The incident reportedly unfolded last year, when then-8th grader Dylan Fredette made numerous attempts to launch a Students for Life group at Rio Rancho Middle School but was turned down by the school's principal, Linda Kitts.

According to the Thomas More Society, which is representing Fredette, the principal informed the 8th grader that she couldn't permit such a club because it would be too controversial and unfair to those on the opposing side of the issue.

"Rio Rancho Middle School currently allows various non-curriculum clubs, including the Fellowship of Christian Athletes Club, Pay It Forward Club, and Chess Club. Kitts' only explanation to Dylan regarding her refusal to allow the club was that the group's message would be too controversial and not 'fair,'" Thomas More Society Special Counsel Joan Mannix noted.

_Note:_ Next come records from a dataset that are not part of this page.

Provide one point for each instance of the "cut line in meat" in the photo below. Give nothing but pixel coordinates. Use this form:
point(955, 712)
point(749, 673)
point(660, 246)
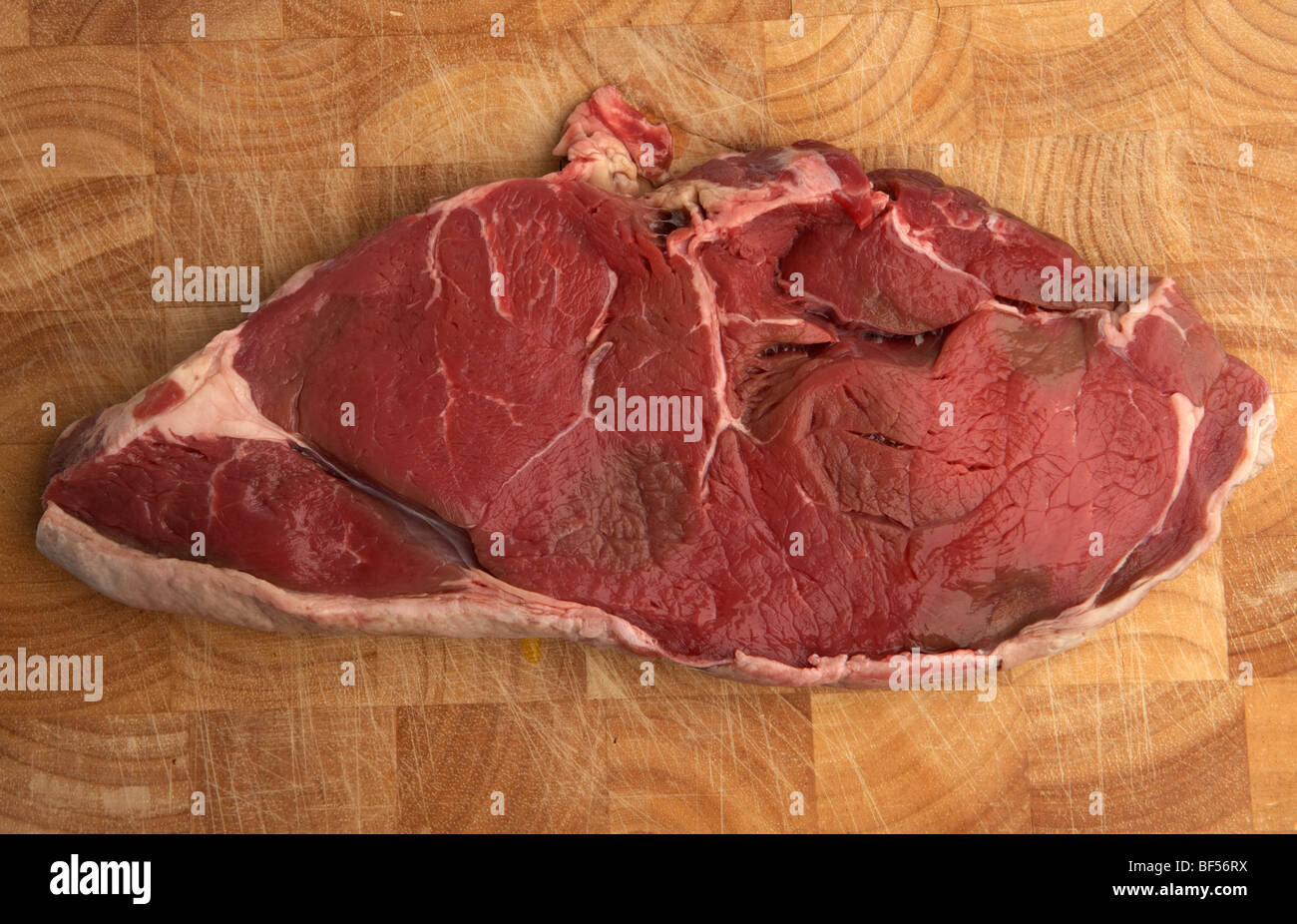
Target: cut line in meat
point(776, 418)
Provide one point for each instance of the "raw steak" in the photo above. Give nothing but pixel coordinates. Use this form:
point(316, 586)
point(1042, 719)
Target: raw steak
point(776, 417)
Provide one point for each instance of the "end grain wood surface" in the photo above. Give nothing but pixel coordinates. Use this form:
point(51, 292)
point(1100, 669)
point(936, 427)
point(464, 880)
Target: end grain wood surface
point(224, 150)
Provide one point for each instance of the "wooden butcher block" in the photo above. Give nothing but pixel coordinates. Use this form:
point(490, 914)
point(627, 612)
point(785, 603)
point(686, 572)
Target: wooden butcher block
point(1159, 134)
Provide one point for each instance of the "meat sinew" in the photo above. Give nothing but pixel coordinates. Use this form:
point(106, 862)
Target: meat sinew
point(776, 417)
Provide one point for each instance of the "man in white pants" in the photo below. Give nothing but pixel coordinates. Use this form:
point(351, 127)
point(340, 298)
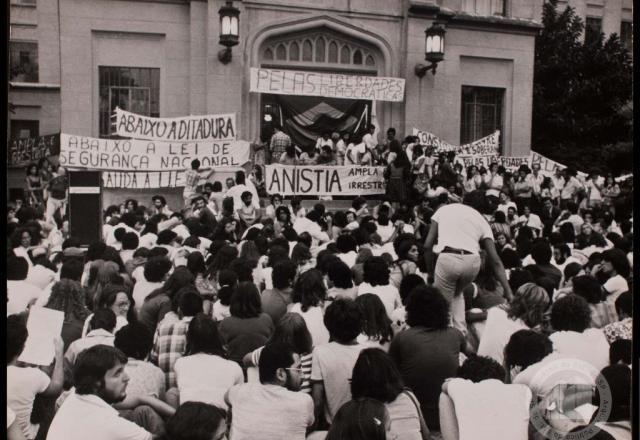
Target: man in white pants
point(461, 231)
point(57, 189)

"That basis for denial violates Dylan Fredette's rights under the First Amendment to the United States Constitution and Rio Rancho Public Schools' own policies," she said.

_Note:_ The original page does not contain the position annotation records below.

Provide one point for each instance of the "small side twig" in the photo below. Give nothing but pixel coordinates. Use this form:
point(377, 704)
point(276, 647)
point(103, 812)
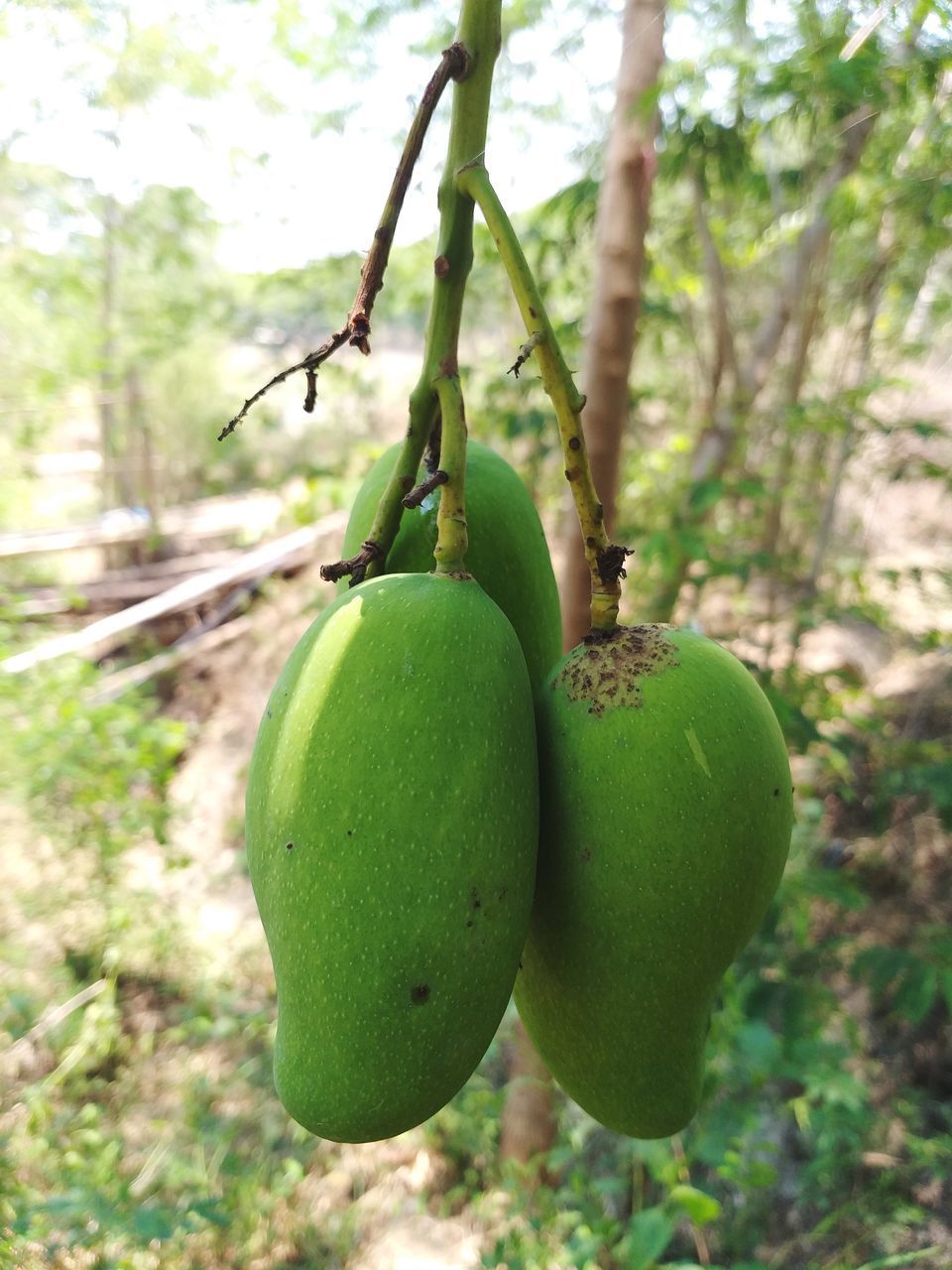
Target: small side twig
point(454, 64)
point(356, 567)
point(611, 563)
point(416, 495)
point(526, 352)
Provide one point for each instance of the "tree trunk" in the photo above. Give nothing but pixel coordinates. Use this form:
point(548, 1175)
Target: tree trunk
point(620, 253)
point(721, 430)
point(529, 1127)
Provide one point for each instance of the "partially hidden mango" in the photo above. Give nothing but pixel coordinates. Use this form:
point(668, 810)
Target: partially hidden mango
point(665, 822)
point(508, 554)
point(393, 820)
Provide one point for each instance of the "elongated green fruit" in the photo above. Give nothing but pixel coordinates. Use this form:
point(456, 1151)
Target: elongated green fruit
point(507, 554)
point(666, 813)
point(393, 821)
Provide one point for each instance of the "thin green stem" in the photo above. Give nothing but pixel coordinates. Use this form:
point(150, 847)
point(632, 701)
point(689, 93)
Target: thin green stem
point(452, 539)
point(480, 35)
point(604, 563)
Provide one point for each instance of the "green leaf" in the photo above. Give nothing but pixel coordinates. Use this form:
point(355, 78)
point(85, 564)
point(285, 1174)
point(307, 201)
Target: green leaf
point(699, 1207)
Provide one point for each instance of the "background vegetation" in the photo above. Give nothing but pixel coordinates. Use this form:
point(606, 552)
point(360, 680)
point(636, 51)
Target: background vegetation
point(784, 485)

Principal Kitts, however, insists she has no memory of the November 2017 conversation.

But Kristan Hawkins, president of Students for Life of America, seemed skeptical of Kitts' claims.

"It is shameful that Rio Rancho Middle School, a taxpayer-funded school, has been discriminating against pro-life students for almost a full year now," she charged. "The school has appallingly and disgustingly continued to throw up illegal obstacles in the way of students who want to start a group to reach out to their peers and educate them about the injustice of abortion."

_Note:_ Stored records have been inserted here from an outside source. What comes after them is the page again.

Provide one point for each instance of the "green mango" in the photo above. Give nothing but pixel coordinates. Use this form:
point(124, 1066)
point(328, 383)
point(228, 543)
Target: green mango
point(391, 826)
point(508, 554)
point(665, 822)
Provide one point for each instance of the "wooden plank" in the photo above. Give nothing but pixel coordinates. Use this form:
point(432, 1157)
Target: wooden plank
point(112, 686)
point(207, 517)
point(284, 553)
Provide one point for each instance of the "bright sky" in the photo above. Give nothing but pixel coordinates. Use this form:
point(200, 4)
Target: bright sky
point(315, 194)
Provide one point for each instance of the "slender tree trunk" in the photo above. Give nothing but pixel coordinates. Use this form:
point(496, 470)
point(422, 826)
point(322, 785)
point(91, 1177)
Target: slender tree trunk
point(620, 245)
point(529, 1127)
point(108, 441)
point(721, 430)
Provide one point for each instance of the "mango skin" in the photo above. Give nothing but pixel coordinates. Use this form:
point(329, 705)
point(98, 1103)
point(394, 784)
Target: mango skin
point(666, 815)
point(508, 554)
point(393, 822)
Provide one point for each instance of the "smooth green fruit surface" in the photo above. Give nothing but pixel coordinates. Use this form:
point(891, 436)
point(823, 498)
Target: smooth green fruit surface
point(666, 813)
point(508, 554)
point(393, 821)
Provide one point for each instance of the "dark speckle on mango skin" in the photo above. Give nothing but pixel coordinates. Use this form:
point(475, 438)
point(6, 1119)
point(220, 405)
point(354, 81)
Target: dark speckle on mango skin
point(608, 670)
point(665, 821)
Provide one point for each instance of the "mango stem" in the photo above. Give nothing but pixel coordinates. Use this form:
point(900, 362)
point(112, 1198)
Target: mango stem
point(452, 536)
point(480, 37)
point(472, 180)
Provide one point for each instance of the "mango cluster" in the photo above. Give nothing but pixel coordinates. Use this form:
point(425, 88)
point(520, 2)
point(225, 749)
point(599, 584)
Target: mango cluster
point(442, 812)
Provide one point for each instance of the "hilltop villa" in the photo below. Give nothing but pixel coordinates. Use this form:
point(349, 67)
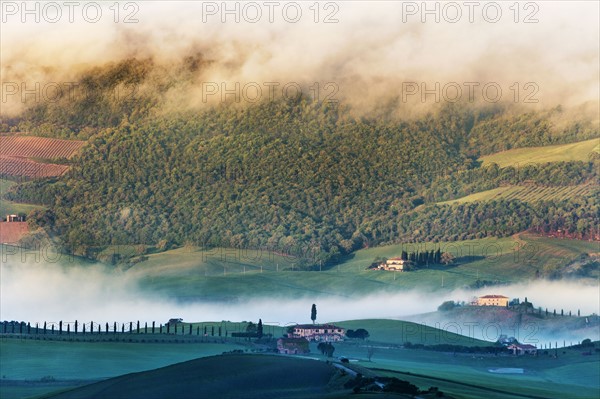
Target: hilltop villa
point(292, 346)
point(492, 300)
point(319, 332)
point(519, 349)
point(394, 264)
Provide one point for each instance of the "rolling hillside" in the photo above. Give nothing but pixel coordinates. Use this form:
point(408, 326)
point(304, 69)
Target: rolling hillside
point(529, 193)
point(579, 151)
point(231, 376)
point(230, 275)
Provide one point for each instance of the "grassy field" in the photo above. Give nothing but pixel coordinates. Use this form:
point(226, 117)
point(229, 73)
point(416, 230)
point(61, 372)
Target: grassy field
point(231, 376)
point(9, 207)
point(23, 363)
point(192, 274)
point(569, 375)
point(564, 152)
point(527, 194)
point(398, 332)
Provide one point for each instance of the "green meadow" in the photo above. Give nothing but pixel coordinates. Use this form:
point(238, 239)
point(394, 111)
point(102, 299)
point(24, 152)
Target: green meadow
point(9, 207)
point(228, 274)
point(579, 151)
point(527, 194)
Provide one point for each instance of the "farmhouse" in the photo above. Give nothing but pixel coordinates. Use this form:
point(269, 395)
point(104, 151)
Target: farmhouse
point(395, 264)
point(292, 346)
point(492, 300)
point(13, 229)
point(519, 349)
point(319, 332)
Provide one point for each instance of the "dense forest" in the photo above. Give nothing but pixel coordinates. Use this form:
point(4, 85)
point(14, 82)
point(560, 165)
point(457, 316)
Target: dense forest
point(292, 175)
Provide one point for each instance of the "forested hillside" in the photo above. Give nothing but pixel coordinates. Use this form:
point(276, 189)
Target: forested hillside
point(293, 175)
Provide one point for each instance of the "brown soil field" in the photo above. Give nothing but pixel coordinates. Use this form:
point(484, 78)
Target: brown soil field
point(38, 147)
point(17, 166)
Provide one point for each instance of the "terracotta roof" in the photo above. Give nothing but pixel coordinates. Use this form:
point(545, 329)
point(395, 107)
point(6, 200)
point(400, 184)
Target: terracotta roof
point(524, 346)
point(315, 326)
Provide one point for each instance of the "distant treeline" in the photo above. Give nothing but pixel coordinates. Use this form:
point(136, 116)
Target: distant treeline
point(293, 175)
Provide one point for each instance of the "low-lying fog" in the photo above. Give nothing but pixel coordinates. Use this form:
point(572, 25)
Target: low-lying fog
point(39, 292)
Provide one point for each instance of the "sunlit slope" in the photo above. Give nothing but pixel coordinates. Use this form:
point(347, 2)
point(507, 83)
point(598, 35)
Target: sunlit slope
point(579, 151)
point(527, 193)
point(190, 274)
point(232, 376)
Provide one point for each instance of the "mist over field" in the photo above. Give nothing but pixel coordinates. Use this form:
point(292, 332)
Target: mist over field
point(38, 292)
point(362, 53)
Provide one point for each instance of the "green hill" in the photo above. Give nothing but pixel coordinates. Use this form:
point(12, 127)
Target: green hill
point(527, 194)
point(228, 376)
point(580, 151)
point(398, 332)
point(193, 274)
point(292, 175)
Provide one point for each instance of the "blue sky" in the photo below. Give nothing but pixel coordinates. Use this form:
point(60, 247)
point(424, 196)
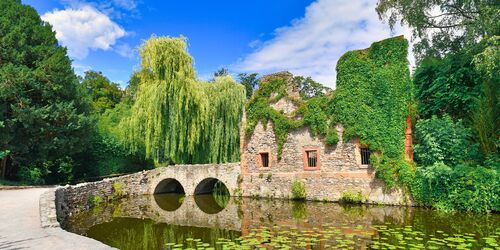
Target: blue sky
point(304, 37)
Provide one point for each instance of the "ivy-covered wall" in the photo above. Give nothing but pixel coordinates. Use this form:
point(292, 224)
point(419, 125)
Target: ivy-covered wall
point(373, 97)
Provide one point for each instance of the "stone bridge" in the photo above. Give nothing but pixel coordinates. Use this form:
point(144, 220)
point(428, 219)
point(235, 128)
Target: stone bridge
point(192, 179)
point(184, 179)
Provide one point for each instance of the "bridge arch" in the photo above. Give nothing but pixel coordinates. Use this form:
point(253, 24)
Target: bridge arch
point(169, 185)
point(207, 186)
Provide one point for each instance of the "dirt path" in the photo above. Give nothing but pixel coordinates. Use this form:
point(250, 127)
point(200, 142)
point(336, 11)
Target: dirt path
point(20, 226)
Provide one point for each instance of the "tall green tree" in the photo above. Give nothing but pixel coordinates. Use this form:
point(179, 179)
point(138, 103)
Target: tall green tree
point(442, 26)
point(42, 106)
point(447, 85)
point(172, 119)
point(105, 94)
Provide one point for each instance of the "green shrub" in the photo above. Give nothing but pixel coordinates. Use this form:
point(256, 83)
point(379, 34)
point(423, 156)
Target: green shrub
point(442, 140)
point(33, 175)
point(118, 191)
point(95, 200)
point(298, 190)
point(352, 197)
point(394, 172)
point(299, 210)
point(464, 188)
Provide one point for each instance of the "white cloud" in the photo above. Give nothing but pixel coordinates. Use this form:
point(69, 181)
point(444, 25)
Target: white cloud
point(126, 4)
point(84, 29)
point(311, 46)
point(125, 50)
point(80, 69)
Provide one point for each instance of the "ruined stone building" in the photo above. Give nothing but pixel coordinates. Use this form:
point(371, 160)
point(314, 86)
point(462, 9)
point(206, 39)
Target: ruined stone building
point(328, 171)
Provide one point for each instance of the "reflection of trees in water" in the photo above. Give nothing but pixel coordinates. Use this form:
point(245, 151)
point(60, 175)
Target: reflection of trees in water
point(221, 194)
point(146, 234)
point(299, 210)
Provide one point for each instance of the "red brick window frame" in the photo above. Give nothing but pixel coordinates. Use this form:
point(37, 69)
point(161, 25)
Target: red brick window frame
point(311, 158)
point(264, 160)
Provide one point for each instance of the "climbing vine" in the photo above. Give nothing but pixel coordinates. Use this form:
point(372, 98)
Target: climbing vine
point(373, 97)
point(313, 113)
point(178, 119)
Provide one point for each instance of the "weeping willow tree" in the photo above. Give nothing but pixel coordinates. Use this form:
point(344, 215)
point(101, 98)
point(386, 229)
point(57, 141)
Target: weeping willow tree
point(178, 119)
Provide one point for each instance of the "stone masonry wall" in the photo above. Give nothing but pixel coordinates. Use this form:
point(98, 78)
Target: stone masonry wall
point(340, 167)
point(77, 198)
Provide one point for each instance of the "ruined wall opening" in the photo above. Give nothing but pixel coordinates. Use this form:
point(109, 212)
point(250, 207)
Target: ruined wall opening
point(169, 186)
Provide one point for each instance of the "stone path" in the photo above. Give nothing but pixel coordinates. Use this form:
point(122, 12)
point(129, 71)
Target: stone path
point(20, 226)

"We strongly support the students who are fighting against their own school for their basic free-speech rights," Hawkins said, adding that school administrators are either "willfully ignorant or deliberately anti-free speech against pro-life students."

Thomas More attorneys have sent a demand letter to administrators stating that the school's actions are "unconstitutional and must be reversed."

Meanwhile, Fredette's younger brother, Isaiah, who is now a 7th grader at Rio Rancho Middle School, is taking up his brother's cause and vowing to start the pro-life club his older brother was banned from forming.

"Should the school deny Isaiah Fredette's renewed request for permission to start Phoenixes for Life, that would similarly violate his constitutionally guaranteed liberties," Mannix said.